Google's A2A (Agent-to-Agent) protocol holds immense promise for the future of AI, enabling seamless communication and collaboration between autonomous agents. However, this newfound power also introduces significant security challenges. As we move beyond simple AI interactions and embrace complex, agentic systems, it's crucial to proactively address potential threats to ensure responsible and secure deployments. Following my previous CSA's article of threat modeling of OpenAI's Responses API leveraging the MAESTRO framework to provide a detailed security analysis of the A2A protocol. Our goal is to demonstrate how MAESTRO, a layered and AI-centric threat modeling approach, can be systematically applied to identify and mitigate potential risks in A2A implementations.

2: The A2A Protocol: A Foundation for Agentic Collaboration

Before diving into the threat model, let's recap the A2A protocol. In essence, it provides a standardized way for independent AI agents to communicate and cooperate. Key components include:

• Agent Card: A public metadata file (usually at /.well-known/agent.json) describing an agent's capabilities, skills, endpoint URL, and authentication requirements.

• A2A Server: An HTTP endpoint that implements the A2A protocol methods, receiving requests and managing task execution.

• A2A Client: An application or agent that utilizes A2A services. It sends requests (such as tasks/send) to an A2A Server's URL

• Tasks, Messages, and Parts: These form the core of the communication model, defining the units of work, exchanges between agents, and the structured content being shared.
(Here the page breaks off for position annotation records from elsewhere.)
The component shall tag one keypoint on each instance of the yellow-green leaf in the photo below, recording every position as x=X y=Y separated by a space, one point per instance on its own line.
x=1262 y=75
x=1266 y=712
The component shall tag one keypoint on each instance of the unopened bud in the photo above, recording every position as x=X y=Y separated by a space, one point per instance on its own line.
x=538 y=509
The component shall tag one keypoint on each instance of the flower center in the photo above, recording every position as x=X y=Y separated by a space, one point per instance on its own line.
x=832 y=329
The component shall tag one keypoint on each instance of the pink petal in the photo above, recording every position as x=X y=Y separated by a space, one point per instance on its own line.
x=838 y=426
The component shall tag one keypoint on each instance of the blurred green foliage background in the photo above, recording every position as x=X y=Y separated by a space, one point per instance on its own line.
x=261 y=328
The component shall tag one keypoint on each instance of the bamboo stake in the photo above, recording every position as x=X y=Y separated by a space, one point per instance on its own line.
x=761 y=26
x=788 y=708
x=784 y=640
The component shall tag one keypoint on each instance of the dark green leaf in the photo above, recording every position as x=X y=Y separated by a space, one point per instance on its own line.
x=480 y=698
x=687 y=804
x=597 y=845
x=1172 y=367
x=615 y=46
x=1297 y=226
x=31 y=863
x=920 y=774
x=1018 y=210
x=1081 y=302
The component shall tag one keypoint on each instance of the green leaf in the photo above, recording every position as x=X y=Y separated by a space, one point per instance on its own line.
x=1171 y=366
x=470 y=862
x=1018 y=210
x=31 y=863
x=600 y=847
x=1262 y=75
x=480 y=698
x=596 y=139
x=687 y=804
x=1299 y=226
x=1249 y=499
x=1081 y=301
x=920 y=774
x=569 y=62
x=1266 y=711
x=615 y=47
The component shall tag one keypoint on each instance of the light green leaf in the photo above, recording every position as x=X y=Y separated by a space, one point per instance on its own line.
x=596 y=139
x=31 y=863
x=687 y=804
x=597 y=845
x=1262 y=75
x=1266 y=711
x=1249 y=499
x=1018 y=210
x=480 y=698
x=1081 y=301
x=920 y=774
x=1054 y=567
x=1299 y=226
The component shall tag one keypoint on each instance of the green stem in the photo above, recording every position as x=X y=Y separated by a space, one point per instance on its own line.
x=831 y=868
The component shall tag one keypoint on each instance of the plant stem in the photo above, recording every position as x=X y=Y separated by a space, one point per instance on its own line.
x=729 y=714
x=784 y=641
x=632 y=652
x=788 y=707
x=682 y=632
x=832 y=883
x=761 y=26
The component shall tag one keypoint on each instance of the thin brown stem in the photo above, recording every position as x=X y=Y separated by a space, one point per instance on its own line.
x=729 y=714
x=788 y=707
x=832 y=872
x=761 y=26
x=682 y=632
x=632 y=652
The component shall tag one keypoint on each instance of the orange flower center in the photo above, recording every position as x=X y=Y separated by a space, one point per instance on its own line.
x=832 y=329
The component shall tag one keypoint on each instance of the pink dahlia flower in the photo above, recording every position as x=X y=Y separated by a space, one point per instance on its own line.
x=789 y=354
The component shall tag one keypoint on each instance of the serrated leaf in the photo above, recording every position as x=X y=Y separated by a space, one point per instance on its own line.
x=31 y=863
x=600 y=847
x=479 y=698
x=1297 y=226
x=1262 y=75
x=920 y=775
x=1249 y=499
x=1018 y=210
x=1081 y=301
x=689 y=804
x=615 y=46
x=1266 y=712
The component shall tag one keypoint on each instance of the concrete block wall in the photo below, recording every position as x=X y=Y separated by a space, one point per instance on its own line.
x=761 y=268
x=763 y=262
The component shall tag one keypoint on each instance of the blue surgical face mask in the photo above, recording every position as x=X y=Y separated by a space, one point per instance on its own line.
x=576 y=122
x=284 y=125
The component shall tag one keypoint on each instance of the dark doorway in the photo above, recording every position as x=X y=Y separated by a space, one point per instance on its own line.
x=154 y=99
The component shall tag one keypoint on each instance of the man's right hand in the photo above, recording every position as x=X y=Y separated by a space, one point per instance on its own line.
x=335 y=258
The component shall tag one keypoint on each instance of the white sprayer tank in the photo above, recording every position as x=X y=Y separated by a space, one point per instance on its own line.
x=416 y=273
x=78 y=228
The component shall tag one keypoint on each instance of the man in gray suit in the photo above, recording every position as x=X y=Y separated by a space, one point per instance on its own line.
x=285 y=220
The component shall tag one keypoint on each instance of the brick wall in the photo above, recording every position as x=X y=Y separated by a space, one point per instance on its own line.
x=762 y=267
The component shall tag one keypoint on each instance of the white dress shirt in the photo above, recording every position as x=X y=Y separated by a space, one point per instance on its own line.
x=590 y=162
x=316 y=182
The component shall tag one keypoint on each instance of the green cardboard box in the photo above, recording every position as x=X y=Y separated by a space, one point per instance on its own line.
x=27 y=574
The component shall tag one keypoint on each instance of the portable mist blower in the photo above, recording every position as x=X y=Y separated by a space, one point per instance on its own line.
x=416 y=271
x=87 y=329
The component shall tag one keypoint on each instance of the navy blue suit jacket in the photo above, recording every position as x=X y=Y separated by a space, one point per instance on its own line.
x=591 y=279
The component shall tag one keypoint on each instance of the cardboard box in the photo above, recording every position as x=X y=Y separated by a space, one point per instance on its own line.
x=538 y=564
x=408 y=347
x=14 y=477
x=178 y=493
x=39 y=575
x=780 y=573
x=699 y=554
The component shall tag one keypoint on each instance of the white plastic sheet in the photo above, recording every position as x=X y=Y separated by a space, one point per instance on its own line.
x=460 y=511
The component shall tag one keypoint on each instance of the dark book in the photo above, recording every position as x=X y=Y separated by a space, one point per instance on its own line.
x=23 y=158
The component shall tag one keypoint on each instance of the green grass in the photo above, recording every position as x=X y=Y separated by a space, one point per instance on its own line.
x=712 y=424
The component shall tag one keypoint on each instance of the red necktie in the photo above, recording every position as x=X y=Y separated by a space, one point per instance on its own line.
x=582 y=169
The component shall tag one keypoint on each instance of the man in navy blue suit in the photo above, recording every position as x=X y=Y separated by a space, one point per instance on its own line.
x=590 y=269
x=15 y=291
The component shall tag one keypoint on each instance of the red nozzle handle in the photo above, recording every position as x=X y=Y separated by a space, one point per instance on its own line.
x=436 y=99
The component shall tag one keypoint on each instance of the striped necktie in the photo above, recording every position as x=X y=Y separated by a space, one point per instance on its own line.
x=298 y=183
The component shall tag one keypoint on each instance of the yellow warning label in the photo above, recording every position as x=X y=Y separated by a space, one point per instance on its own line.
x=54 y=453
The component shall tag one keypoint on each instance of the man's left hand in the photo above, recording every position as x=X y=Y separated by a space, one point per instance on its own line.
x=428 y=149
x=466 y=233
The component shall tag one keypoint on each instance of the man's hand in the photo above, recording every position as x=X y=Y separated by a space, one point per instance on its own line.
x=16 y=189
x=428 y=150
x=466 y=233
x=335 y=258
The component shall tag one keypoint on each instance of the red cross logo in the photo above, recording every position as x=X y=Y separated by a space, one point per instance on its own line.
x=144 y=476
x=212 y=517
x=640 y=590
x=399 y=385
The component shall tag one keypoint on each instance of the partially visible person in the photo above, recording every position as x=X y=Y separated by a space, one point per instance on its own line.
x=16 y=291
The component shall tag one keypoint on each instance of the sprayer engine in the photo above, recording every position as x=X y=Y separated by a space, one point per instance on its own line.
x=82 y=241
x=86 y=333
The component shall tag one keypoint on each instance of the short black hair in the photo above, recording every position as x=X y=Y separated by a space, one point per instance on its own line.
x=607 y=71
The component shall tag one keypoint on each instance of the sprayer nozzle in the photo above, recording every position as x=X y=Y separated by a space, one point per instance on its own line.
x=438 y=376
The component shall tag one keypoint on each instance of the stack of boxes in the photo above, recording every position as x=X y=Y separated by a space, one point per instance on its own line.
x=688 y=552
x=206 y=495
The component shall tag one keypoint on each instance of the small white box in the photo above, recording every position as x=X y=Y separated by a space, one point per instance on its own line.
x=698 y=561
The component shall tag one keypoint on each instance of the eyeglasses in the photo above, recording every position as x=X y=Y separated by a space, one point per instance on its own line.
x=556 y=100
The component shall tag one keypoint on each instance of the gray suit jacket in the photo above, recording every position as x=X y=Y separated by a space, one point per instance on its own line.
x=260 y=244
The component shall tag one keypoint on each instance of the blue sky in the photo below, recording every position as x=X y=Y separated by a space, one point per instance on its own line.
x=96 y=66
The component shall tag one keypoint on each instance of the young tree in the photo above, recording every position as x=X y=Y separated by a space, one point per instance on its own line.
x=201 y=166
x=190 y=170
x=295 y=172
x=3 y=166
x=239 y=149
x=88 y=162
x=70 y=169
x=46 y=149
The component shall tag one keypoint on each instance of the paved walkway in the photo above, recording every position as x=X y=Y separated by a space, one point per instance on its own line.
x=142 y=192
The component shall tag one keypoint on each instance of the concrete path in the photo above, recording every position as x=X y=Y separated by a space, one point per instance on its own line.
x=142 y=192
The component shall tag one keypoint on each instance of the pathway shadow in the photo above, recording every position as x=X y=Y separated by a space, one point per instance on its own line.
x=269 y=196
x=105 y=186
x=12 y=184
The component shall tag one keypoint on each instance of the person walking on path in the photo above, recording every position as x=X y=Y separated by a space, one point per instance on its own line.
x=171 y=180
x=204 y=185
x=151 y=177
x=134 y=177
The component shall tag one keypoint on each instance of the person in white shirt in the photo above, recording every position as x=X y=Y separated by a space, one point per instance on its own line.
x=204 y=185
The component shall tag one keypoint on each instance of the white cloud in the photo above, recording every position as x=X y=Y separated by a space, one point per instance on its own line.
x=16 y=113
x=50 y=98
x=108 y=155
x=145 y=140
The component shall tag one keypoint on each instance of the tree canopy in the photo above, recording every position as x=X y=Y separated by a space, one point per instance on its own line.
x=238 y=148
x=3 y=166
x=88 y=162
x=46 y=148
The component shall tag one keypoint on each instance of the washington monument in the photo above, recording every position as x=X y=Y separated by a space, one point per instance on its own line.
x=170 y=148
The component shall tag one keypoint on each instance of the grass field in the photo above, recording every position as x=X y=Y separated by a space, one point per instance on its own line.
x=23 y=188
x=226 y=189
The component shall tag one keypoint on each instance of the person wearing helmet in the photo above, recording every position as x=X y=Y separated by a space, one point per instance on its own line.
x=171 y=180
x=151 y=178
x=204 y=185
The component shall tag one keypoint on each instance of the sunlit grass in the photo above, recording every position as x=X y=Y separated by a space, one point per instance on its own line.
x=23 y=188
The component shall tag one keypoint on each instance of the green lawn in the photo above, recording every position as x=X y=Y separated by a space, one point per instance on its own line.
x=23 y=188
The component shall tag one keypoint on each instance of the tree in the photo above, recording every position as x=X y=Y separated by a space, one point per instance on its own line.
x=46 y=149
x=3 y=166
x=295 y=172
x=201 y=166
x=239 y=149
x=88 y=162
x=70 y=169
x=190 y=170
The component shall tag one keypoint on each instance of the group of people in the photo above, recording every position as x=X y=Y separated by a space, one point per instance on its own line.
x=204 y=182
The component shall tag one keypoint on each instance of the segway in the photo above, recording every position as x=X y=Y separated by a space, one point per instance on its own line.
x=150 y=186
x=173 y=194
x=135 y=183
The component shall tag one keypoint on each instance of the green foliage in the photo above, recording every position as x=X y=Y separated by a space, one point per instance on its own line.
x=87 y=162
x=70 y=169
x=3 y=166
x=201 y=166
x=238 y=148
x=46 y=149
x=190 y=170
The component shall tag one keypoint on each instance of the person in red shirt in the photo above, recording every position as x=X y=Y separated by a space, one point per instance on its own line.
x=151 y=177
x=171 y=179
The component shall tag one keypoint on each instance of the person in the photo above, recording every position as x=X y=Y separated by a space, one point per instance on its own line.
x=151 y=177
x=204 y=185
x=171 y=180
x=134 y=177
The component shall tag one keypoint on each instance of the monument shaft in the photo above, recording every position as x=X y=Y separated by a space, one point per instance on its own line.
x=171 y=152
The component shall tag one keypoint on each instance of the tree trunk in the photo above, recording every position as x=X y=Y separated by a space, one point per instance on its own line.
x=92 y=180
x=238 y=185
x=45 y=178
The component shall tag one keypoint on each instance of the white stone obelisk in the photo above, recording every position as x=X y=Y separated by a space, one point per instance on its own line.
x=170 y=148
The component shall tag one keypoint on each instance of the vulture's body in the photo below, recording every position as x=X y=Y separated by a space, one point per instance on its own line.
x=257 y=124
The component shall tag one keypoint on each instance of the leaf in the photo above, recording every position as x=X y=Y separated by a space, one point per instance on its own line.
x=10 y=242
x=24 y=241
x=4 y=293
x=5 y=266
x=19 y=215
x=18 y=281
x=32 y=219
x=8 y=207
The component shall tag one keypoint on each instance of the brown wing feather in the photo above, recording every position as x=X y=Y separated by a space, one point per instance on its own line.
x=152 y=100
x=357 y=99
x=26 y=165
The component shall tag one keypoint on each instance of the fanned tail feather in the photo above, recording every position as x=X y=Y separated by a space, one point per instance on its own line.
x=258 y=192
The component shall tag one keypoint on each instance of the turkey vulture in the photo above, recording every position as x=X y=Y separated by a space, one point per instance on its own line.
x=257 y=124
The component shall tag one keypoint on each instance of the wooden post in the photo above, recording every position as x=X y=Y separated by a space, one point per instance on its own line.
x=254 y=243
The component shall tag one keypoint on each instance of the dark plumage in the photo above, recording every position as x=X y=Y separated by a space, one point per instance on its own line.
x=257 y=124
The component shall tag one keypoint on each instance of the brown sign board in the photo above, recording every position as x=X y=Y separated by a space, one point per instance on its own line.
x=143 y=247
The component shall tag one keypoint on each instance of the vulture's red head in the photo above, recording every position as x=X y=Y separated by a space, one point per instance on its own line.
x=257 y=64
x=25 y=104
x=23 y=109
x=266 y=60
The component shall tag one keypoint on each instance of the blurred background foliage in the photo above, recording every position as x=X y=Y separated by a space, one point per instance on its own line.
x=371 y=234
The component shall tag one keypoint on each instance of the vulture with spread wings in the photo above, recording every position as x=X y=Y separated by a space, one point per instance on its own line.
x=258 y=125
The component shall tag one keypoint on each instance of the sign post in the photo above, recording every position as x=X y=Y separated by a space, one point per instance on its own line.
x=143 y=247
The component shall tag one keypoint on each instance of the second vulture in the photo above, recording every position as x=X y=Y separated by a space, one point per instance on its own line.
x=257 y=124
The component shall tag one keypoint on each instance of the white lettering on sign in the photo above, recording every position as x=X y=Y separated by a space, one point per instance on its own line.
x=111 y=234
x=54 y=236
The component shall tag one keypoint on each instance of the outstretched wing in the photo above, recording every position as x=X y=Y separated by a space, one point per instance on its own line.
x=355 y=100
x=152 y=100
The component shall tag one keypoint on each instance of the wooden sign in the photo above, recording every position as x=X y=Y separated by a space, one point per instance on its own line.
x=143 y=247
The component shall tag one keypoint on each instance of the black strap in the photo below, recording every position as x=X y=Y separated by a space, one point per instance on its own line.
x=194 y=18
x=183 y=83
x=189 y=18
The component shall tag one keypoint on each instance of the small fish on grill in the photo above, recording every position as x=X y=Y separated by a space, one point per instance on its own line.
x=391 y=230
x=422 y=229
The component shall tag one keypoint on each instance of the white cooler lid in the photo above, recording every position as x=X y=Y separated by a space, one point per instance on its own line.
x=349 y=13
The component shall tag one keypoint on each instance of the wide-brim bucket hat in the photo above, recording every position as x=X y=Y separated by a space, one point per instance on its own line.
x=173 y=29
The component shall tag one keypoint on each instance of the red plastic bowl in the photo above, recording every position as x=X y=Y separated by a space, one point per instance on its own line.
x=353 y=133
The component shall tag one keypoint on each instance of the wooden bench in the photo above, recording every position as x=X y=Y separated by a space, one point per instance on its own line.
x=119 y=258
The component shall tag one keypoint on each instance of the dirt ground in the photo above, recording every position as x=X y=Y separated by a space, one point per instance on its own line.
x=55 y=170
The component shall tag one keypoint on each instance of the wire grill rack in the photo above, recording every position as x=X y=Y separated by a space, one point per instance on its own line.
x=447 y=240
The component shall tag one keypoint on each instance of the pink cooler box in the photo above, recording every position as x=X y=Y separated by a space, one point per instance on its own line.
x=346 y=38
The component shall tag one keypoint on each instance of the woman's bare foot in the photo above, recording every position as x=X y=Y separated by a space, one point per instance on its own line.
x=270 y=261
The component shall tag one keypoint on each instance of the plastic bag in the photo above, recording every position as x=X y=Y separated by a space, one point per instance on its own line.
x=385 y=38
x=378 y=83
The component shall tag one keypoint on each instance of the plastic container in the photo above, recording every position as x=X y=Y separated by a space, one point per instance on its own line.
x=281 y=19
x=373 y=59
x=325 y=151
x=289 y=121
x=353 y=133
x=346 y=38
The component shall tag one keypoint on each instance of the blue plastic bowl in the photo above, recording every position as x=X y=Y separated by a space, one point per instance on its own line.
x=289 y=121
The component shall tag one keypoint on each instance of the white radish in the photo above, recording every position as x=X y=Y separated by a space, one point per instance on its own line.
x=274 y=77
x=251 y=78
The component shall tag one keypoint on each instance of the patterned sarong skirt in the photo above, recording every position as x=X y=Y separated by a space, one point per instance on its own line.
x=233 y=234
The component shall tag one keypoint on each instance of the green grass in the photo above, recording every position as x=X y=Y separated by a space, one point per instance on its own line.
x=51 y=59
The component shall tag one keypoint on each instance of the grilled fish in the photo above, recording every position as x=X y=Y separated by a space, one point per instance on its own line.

• Parts: the primary content unit within a Message or Artifact.

• Artifacts: refers to outputs generated by the agent during a task (e.g., generated files, finalized output in structured format).

In a typical A2A flow, an A2A client initiates the process by obtaining the Agent Card from the A2A server's identified URL. The client launches a task by sending a request that includes the initial user message and a unique Task ID. The server processes the task by either streaming progress updates and artifacts over SSE events (e.g. task status updates, artifacts) or synchronously returning the finalized Task object. Whenever supplementary input is necessary, the client sends additional messages keeping the same Task ID.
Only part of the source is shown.